Forschungsprojekt ECOmmerce abgeschlossen

Der Online-Handel wächst gerade in Pandemie-Zeiten weiter und mit ihm das Aufkommen von Retouren, die eine erhebliche Umweltbelastung darstellen. Die Firmen Avalution (Kaiserslautern) und Assyst (München) haben gemeinsam mit Partnern im Rahmen eines Forschungsprojekts eine Lösung entwickelt, die durch Passformempfehlung den Anteil an Retouren deutlich reduzieren will.

Zwei Jahre lang haben Avalution und Assyst gemeinsam mit dem DITF Denkendorf im Projekt ECOmmerce geforscht, das von der Deutschen Bundesstiftung Umwelt gefördert wurde. Im Rahmen des Forschungsprojekts wurde eine technologische Lösung entwickelt, die dazu beitragen soll, die Anzahl an Retouren im Online-Handel deutlich zu reduzieren.

Richtiges Produkt wählen und Bewusstsein schaffen

Zwei Herausforderungen galt es innerhalb des Projektes miteinander zu einer Lösung zu vereinen: Wie kann ein Kunde zuhause am Bildschirm erkennen, ob ihm ein Kleidungsstück gefällt und passt, bevor er es physisch anprobiert hat und wie sensibilisiert man ihn gleichzeitig schon während des Bestellprozesses für die Auswirkungen, die sein Online-Einkaufsverhalten auf die Umwelt hat? „Es gilt den Kunden sowohl bei der Auswahl des richtigen Kleidungsstücks zu unterstützen, als auch ihn dafür zu sensibilisieren, dass jedes zurückgeschickte Produkt zu Lasten der Umwelt geht“, erläutert Projektleiter Dominik Michel von Avalution.

Expertisen zusammenführen

Avalution greift als Passform-Experte auf die weltweit größte Datenbank an menschlichen Bodyscans zu und kann so mit wenigen persönlichen Angaben einen individualisierbaren Avatar erstellen, der auf statistisch genauen Werten beruht. Das Schwesterunternehmen Assyst ist der deutsche Marktführer, wenn es um die 3D-Simulation von Bekleidung geht. „Das technologische Know-how der beiden Firmen war die Basis für die virtuelle Anprobe, die bereits erprobt und einsatzfähig ist“, sagt Dominik Michel. „Das DITF hat das Paket Öko-Bilanzierung bearbeitet und dafür eine ökologische Nachhaltigkeitsbewertung der Bestellprozesse entwickelt. In der zweiten Projekthälfte haben wir eine Plattform mit echten Daten eines großen Modeunternehmens entwickelt, in dem wir die Technologien demonstratorhaft zusammengeführt haben und die Erkenntnisse des Projekts damit in der Praxis erprobt.“ Insbesondere steht damit ein eCommerce-Demonstrator zur Verfügung, der durch Passformvisualisierung und ökologische Transparenz und Nachhaltigkeitsbewertung einen neuen Ansatz zur Retourenreduktion zeigt.

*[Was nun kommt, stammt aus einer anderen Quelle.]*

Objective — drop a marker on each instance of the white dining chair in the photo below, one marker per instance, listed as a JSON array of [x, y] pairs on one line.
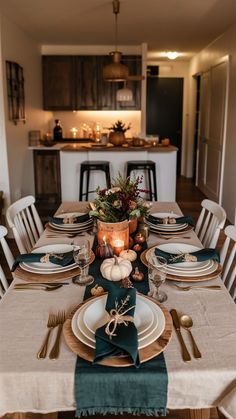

Ergebnis erzielt, auf dem sich aufbauen lässt

Innerhalb des Forschungsprojekts wurden die notwendigen Technologien, Infrastrukturen und Prozesse definiert und die Voraussetzungen für einen vollständig digitalen Vertriebsprozess geschaffen, der gleichzeitig die präzise, ökologische Bilanzierung eines Einkaufs transparent macht und die physikalisch korrekte Passform ermittelt. Das Projekt startete im Sommer 2018.

Durch die Corona-Pandemie wurde die Notwendigkeit einer schnelleren digitalen Prozesskette der Bekleidungsindustrie deutlich vor Augen geführt. „Für unser Projekt muss man sagen, dass die letzten Monate unseren Ergebnissen noch mehr Gewicht verliehen haben – jetzt ist es spannend zu sehen, was wie sich die Ergebnisse nun weiter nutzen lassen“, so Dominik Michel.